The boss of embattled insurer Medibank says the value of the ransom demand from cyber criminals was "irrelevant" in the company's decision not to negotiate with the hackers.
The company informed the ASX this morning that the personal details of around 9.7 million current and former customers had been accessed in a massive cyber attack last month.
Among the data were names, addresses, dates of birth and phone numbers.
A smaller cohort, of almost half-a-million customers, had private health data accessed – including types of medical treatments they had claimed.
Medibank chief executive David Koczkar said the company would not pay a ransom to the cyber criminals, in an interview with the ABC's Afternoon Briefing.
"The amount of money that was demanded is actually, was irrelevant to the decision — the decision was based on the expert cybercrime advice," he said.
"Many people may think that paying extortion would guarantee the return of the data of our customers to us — you just can't trust a criminal.
"The reality is that making any payment would increase the risk of extortion for our customers, and put more Australians at risk."
Mr Koczkar refused to outline the dollar value of the ransom, and would only say the demand was made a couple of weeks ago.
"We continually, and will continue to work, with the government in particular, the Australian Federal Police who are investigating this, given it's a crime," he said.
"We stand by to support them in their investigations against the criminal, and we stand by ready to support our customers in the event that this data is released by the criminal."
Home Affairs minister Clare O'Neil said Medibank's decision was consistent with Australian government advice.
"Cyber criminals cheat, lie and steal.
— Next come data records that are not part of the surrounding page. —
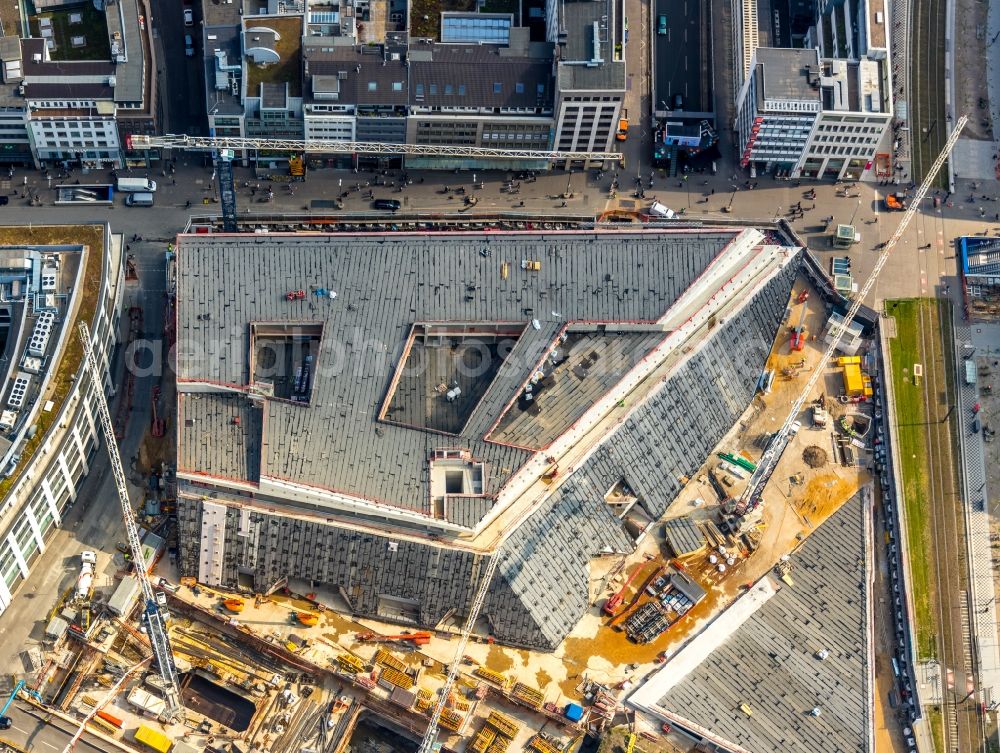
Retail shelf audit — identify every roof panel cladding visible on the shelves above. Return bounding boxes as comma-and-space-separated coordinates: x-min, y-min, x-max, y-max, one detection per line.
177, 230, 744, 511
579, 255, 801, 517
178, 393, 263, 483
652, 495, 872, 753
483, 477, 633, 649
489, 326, 666, 450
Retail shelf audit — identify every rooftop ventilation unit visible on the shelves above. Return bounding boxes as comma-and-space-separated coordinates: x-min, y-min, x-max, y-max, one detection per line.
28, 311, 55, 358
587, 21, 604, 68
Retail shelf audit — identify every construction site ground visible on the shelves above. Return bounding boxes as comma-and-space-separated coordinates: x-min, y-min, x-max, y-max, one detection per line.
141, 274, 870, 751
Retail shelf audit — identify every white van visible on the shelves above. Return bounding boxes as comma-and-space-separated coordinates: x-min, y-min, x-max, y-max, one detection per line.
125, 191, 153, 207
649, 201, 674, 220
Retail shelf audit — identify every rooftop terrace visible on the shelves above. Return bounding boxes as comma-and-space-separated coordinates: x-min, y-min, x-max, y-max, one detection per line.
243, 16, 302, 97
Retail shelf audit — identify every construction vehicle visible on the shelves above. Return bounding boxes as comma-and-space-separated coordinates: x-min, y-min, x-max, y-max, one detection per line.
63, 656, 153, 753
737, 115, 969, 509
885, 193, 906, 212
0, 680, 42, 729
78, 322, 184, 720
603, 565, 642, 617
295, 612, 319, 627
355, 632, 431, 646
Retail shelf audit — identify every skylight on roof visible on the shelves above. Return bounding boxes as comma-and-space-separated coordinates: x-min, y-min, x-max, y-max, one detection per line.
441, 13, 513, 44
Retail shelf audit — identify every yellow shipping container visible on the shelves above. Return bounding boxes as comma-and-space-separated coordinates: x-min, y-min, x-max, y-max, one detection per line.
844, 363, 865, 397
135, 725, 174, 753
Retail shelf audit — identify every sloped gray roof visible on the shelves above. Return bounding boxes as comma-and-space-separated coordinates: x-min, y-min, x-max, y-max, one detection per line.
178, 238, 798, 649
657, 495, 873, 753
485, 477, 634, 649
579, 257, 801, 518
177, 231, 744, 510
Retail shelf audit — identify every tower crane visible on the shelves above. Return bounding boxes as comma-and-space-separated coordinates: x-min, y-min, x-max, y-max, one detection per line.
77, 322, 184, 720
418, 550, 500, 753
737, 115, 969, 511
419, 120, 968, 753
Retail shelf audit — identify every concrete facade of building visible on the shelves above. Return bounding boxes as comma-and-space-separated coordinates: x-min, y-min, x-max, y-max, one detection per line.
0, 225, 124, 611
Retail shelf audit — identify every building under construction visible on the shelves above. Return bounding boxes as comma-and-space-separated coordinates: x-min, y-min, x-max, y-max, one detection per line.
170, 228, 801, 649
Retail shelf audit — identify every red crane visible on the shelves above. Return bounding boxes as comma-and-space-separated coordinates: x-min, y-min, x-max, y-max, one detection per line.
356, 633, 431, 646
604, 565, 643, 617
Paying them only fuels the ransomware business model," she said.
"They commit to undertaking actions in return for payment, but so often re-victimise companies and individuals."
Medibank working to contact millions of hacked customers
The chief executive confirmed work was underway to contact the millions of customers, to inform them of exactly what records had been hacked.
"All of our customers, including current and former customers, have received individual emails several times in the last three and a half weeks," Mr Koczkar said.
"We've communicated all the information we had to hand, and my commitment was always as soon as it's clear to me, it'll be clear to our customers.
"So, based on this new information, we will be a yet again communicating individually to our customers to know exactly what data has been accessed and exactly what data hasn't been accessed, so that they're informed about what data of theirs is at risk."
Mr Koczkar avoided directly answering whether he expected Medibank customers to flock to other insurers, as a result of the hack.
"I will absolutely unreservedly apologise to all customers, both current and previous, who've been impacted by the cybercrime," he said.
"We will do everything we can to safeguard them and their data now and in the future.
"We will learn from this and we will implement additional changes so that we can continue to safeguard our customers in the future."